Je continue à longer les murs, jusqu’à trouver une lampe-torche, ou plutôt ce qu’il en reste. Je peux, par mon toucher, aisément affirmer que j’ai affaire à une antiquité. Elle doit éclairer si peu ! Bien évidemment, j’avais tenté, en vain, d’allumer la lumière, par n’importe quel moyen… rien à faire, a priori pas de courant électrique dans cette demeure. À long terme, il me semblait apercevoir, chimériquement, une faible clarté, mais ce n’était à cet instant qu’illusion désespérée. La situation ne fait que me désorienter davantage. Plus je réfléchis, plus la confusion s’installe en mon être. Vivement que cesse ce tourment… J’ai l’espoir ténu que cette lampe-torche puisse, ne serait-ce que l’espace d’un instant, apporter la lumière sur l’étrangeté de ce lieu. Je l’allume et découvre l’atmosphère mortifère. Je constate que la lumière est insuffisante, comme dévorée par les ténèbres. La noirceur ceint cet endroit : elle est animée, hostile et fait frissonner toute chose.

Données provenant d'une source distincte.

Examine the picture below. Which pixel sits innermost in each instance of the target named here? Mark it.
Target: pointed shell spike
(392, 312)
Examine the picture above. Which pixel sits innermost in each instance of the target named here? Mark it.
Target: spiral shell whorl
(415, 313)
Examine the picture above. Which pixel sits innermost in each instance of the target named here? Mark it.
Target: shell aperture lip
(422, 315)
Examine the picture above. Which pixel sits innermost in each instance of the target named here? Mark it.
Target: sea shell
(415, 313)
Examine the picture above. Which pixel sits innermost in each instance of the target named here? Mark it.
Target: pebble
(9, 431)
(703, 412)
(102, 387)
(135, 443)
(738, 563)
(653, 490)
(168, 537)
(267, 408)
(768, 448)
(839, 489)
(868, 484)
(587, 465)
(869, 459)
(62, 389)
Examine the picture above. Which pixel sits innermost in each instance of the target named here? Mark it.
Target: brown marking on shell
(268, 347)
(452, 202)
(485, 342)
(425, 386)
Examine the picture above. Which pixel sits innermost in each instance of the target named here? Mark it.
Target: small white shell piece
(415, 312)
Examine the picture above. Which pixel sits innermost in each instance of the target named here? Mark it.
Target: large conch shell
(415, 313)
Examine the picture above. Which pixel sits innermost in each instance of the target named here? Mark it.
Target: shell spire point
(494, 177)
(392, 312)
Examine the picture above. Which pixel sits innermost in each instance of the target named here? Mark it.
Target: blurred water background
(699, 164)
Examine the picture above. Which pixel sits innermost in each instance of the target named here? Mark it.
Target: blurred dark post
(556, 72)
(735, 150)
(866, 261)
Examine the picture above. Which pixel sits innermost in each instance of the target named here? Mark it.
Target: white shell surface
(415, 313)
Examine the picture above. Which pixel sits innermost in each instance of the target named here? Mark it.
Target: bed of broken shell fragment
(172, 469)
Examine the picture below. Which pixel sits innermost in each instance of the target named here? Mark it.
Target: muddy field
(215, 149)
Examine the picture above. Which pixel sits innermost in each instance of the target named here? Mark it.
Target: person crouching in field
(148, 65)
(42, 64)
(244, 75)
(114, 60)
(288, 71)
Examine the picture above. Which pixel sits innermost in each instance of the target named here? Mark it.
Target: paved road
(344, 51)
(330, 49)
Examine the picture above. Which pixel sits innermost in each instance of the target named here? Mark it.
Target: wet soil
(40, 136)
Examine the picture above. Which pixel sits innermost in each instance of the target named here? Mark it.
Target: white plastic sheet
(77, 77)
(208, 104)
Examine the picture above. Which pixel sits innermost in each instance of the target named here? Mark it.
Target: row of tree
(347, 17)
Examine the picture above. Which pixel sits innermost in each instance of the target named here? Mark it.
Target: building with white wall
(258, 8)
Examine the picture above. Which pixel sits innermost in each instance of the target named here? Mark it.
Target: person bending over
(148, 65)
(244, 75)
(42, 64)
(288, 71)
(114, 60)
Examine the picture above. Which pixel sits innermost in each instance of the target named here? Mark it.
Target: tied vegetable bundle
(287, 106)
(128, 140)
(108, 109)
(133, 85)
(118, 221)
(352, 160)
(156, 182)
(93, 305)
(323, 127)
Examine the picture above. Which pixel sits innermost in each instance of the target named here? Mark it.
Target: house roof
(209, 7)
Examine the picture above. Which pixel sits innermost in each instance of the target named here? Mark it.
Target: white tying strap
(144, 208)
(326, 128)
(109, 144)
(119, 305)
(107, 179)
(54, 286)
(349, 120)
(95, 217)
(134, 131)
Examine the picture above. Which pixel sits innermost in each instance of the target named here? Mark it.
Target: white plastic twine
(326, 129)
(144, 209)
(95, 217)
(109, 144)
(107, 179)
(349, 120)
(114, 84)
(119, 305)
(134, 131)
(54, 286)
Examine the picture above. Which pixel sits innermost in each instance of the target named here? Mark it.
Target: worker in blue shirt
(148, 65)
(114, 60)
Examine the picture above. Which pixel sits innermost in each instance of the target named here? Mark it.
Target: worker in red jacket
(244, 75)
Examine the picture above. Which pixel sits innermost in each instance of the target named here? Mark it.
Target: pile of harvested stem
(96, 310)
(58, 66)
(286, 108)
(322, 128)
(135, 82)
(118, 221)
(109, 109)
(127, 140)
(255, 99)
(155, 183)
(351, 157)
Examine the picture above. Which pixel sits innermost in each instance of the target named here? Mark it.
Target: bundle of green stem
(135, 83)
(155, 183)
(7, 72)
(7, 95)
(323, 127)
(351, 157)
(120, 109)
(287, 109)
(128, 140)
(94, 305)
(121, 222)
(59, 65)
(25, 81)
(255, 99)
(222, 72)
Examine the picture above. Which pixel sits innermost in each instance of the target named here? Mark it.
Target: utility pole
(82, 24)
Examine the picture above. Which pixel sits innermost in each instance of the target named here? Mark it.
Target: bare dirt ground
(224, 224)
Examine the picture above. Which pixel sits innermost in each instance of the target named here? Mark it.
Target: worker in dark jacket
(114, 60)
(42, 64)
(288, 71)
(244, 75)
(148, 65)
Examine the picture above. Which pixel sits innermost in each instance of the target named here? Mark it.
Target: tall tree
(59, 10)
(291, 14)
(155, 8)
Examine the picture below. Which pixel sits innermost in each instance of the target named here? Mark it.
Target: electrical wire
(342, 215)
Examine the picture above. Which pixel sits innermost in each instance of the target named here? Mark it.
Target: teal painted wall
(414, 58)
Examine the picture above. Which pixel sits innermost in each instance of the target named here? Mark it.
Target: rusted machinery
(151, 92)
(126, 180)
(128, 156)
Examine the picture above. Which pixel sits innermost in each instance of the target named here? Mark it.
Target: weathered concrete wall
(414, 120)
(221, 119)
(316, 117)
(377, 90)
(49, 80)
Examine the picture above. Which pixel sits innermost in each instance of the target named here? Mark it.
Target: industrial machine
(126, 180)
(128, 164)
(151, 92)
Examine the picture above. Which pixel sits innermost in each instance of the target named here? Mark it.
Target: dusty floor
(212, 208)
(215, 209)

À la lumière faiblement présente et vacillante, je remarque la vétusté et la souillure effroyable de l’endroit. Un pressentiment terrorisant, faussé, rien de plus. Rien de choquant, c’est sûr, me dis-je. Avec un relatif apaisement, je reviens difficilement à mon point de départ et je décide de réexaminer toutes les fenêtres. Des cadenas. Des cadenas sur chaque fenêtre, reliés à des chaînes qui les condamnent, comme les menottes qui me relient au lieu, qui me privent de ma liberté. Sans issue ? Serait-il imaginable que quelqu’un, quelque chose, veuille m’enfermer ? Si c’est cela, qu’a-t-il comme objectif, quel est le sens de celui-ci ? Non, stop. Ne pense plus. Continue ta quête au lieu de divaguer dans tes pensées !

Désormais, à chaque pas, le malaise s’amplifie. Un espace qui a l’air de se déformer, ondulant sous mes yeux, tel un dédale sinueux, jusqu’à ce qu’apparaisse une femme.

Elle est vêtue d’un accoutrement des plus désuets. Pour cause, cette apparence vieillie est d’autant plus marquée par la longue robe qui a perdu de son opalescence et qui, dorénavant, n’est que grisâtre, tachetée, et en lambeaux.

Immobile, elle est. Un long sac de soie lui recouvre la tête jusqu’au cou, une corde ligote sa gorge. Elle est vivante, mais a perdu la raison. Les seules vocables intelligibles, tant le silence régnant est assourdissant, sont de longs râles d’agonie, une respiration profonde, saccadée, sifflante, irrégulière, d’une amplitude quasi inexistante, d’une fréquence faible, une respiration indescriptible qui peut crisper n’importe quelle chose.

Dès qu’elle entend ma présence parasite et saugrenue, un cri strident s’échappe de sa bouche, rien de comparable à un son humain ou bestial. Inconnu, jamais entendu auparavant. Tout mon être se paralyse. Sous mes pieds, soudain, le sol se dérobe. Je perds pied et je m’enfonce, contre ma volonté, dans un tunnel qui m’amène vers une trappe s’ouvrant sur la forêt de Brocéliande.

Je ne reprends conscience que quelques heures plus tard. Mon esprit n’est plus nébuleux. L’effroi, par contre, est toujours immiscé en moi. Je ne veux aucunement ressasser ces atrocités. Pourtant, il m’est impossible de ne pas m’imaginer le pire des scénarios… Cette silhouette horrifique, vivante et morte de l’intérieur, qui cherche à vous agripper de sa main spectrale pour vous rendre, comme elle, captive, tel l’oisillon dans la cage du monde.

La vérité n’est pas une lumière qui éclaire l’esprit, mais une obscurité qui engouffre la raison. Les plus grandes atrocités ne sont pas celles qui se produisent devant vos yeux, mais celles qui vous attendent dans l’ombre de l’inconnu.